1. You have a class that supports to input sample records and to compute the
average of the samples. The class has two members: total and count. How
would you make the class thread-safe? If 99% of the time average() is called
, how to optimize for that?
2. Talk about your recent interesting project/bug.
3. You have 100 files, each containing 10G sorted integers. How to merge all
integers into one sorted file?
4. Write a function to reverse digits of an integer. E.g. 123 --> 321, -890
--> -98.
5. Discuss design challenges of a distributed web crawler running on
commercial PCs. How to utilize network bandwidth of those PCs efficiently?
6. How to test if an API is thread-safe or not?
7. How to convert a single threaded application to multiple threaded?
8. Given a non-negative integer array representing an elevation map whereas
the width of each bar is 1, compute how much water it can contain after
raining. For example, given [0,1,0,2,1,0,1,3,2,1,2,1], returns 6. What is
the complexity of your solution?
9. You have an API and you want to wrap it up such that it cannot be called
more than N times a second. How to do this in a multiple-threaded
environment?
10. Design a system to provide suggestions to the search box. How would you
update such a system with new search data when it is running?
11. Introduce your research.
12. Design a BigInt class to represent unlimited size of integers. Implement
a member function add(int).
13. You have two movie tickets and want to invite a friend to watch movie
together. You can invite several friends simultaneously. Each one of them
independently has probability p to accept your invitation. How many friends
should you invite to maximize the probability that exactly one friend
accepts your invitation?
谨以此感谢版上提供经验的各位前辈并顺求祝福!
-------------------------------------------------------------------------------
-------------------------------------------------------------------------------
-------------------------------------------------------------------------------
-------------------------------------------------------------------------------
自战解说:
1. For the 1st part of the question, I answered that read-write mutex is a possible solution and to design a good solution we'd like to know the usage pattern. Thus the 2nd part of the question and I answered that the member to input sample records can update a new member average, so that average() just needs to read and no lock is needed.
2. ...
3. I proposed two solutions: n-way merge and counting sort. Then I was asked to decide which one is better and I said counting sort, because it is easier to paralellize and uses less memory. Then I was asked to implement it but I ran out of time for the details. As a hindsight, I should make sure of these in implementation: what's the range of possible input? Any known distribution? Will my program be 32-bit or 64-bit? Is the count of some number possible to overflow? Can INT_MIN be counted correctly?

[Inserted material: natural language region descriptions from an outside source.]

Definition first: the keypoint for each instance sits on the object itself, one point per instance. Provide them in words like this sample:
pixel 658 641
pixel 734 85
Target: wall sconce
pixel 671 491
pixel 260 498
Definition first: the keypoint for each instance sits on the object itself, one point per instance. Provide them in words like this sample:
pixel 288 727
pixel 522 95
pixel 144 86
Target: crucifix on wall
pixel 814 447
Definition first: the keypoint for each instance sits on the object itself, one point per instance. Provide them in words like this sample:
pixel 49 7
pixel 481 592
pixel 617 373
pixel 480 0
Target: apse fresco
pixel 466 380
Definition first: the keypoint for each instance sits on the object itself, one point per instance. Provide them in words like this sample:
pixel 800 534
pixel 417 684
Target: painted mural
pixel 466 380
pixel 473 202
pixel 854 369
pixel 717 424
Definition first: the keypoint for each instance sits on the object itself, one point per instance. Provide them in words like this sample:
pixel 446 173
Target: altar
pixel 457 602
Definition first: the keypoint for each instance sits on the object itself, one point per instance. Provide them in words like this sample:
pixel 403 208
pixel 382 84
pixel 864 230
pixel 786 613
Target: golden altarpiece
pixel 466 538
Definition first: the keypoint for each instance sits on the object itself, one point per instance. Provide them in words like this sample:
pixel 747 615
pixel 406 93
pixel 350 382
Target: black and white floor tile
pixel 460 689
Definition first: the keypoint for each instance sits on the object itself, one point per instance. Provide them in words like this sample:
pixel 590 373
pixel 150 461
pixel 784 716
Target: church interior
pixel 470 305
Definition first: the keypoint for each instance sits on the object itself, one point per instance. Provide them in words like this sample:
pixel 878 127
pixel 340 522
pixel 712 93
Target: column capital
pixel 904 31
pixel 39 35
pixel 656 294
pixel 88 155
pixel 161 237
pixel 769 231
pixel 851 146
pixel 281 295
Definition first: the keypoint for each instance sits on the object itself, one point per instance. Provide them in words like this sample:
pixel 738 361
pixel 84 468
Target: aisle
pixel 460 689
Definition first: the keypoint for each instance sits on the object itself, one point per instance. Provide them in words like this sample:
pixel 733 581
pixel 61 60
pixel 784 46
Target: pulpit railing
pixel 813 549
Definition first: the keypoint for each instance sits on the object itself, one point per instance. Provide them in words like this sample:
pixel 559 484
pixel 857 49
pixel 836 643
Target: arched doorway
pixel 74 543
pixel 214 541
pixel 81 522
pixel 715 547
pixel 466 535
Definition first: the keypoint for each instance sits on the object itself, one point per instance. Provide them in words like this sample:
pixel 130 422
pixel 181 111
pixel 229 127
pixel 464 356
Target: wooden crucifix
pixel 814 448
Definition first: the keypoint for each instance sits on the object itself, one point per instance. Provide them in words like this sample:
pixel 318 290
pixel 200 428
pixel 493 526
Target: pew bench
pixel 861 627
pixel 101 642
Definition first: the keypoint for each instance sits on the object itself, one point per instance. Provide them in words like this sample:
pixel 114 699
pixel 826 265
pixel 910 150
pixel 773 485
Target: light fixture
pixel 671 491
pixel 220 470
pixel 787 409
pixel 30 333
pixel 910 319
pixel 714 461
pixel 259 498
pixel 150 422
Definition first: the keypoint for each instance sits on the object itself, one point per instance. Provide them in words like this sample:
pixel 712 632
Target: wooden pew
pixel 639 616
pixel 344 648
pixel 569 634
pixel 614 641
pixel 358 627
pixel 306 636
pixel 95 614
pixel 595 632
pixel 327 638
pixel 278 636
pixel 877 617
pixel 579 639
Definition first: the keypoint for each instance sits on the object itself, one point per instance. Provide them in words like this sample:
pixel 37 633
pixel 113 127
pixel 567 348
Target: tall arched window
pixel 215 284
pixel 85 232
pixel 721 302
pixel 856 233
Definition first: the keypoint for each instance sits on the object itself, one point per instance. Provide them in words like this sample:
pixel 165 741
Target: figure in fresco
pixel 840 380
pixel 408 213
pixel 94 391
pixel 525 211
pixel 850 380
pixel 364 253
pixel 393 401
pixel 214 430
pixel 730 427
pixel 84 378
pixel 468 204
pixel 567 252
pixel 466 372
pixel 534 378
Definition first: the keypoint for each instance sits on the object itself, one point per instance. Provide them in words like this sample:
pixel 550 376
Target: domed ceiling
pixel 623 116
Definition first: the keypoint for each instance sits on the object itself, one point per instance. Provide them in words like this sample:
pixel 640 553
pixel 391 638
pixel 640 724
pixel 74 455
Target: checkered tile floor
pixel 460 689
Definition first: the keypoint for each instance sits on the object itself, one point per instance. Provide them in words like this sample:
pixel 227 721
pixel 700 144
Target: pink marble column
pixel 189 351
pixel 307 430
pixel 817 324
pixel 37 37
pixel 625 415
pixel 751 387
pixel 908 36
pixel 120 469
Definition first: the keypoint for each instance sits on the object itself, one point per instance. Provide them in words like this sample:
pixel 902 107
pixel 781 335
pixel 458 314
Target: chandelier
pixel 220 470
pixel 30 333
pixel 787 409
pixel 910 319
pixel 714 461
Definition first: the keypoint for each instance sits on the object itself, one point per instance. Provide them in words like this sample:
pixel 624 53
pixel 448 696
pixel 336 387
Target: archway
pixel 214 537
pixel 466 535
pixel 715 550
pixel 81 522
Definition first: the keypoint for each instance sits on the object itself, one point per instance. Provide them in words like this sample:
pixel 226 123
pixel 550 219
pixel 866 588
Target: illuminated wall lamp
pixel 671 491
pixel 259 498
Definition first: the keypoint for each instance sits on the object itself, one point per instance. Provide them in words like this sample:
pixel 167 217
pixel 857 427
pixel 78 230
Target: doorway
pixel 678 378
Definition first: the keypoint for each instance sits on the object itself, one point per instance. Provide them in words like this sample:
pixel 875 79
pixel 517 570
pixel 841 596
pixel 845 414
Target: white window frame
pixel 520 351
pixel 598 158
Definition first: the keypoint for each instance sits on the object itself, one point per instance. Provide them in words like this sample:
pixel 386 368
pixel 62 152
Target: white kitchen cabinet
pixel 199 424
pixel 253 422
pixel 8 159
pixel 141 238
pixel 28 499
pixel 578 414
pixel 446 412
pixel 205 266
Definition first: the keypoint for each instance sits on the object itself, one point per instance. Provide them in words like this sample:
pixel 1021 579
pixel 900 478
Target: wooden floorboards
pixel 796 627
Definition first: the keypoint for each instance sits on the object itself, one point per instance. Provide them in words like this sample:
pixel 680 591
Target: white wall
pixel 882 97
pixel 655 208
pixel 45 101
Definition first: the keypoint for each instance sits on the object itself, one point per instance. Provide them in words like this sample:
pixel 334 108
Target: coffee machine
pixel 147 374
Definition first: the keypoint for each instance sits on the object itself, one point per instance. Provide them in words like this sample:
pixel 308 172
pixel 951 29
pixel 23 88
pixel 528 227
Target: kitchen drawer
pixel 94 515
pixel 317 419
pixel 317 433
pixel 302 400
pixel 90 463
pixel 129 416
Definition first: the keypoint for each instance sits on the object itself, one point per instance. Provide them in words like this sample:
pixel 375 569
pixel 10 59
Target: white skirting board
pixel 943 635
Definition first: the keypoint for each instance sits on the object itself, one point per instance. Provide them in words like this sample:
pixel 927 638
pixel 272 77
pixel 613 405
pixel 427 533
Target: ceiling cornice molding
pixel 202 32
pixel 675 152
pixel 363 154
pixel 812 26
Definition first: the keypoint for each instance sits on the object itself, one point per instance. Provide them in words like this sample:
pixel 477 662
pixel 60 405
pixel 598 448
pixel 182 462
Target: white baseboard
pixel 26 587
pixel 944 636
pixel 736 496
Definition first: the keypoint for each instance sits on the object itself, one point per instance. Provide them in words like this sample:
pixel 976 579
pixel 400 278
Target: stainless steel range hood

4. I came up with a recursion solution at first and changed it to an iterative version per requested. Hindsight: not all input integer can be reversed correctly and the valid input is not a simple continuous range.
5. I have little knowledge about web crawler so I asked a lot of questions. I suggested to utilize the geography information of target websites to dispatch the work load and to pool connection/job at each PC. This did not seem to be the interviewer's expectation as he told me hints about how to resolve DNS to IP addresses efficiently, how to deal with slow web sites, etc.
6. I told him thread-safety should be part of the API's interface and I cannot tell without source code. I just googled and it seems that there's no solution to this problem?
7. I told him that I would first decide if multi-thread is appropriate for the application. And then discussed the strategy of converting thread-unsafe APIs to services. Lots of detailed discussion on this problem about design choices.
8. My idea is to find the global maximum element in the array first, and then look from beginning to the global maximum, identify a "lake" after each current maximum and accumulate the water volume, and then look from the end to the global maximum in symmetry. Time complexity is O(n). Space complexity is O(1).
9. I started with a naive solution using sleep() and figured out the real requirement at that time. Then I talked about using a semaphore and to set up timer/callback to update semaphore. That's not the best solution either and the interviewer hint me to use a queue to record time stamps of the N most recent calls. I should be able to find this solution without hint.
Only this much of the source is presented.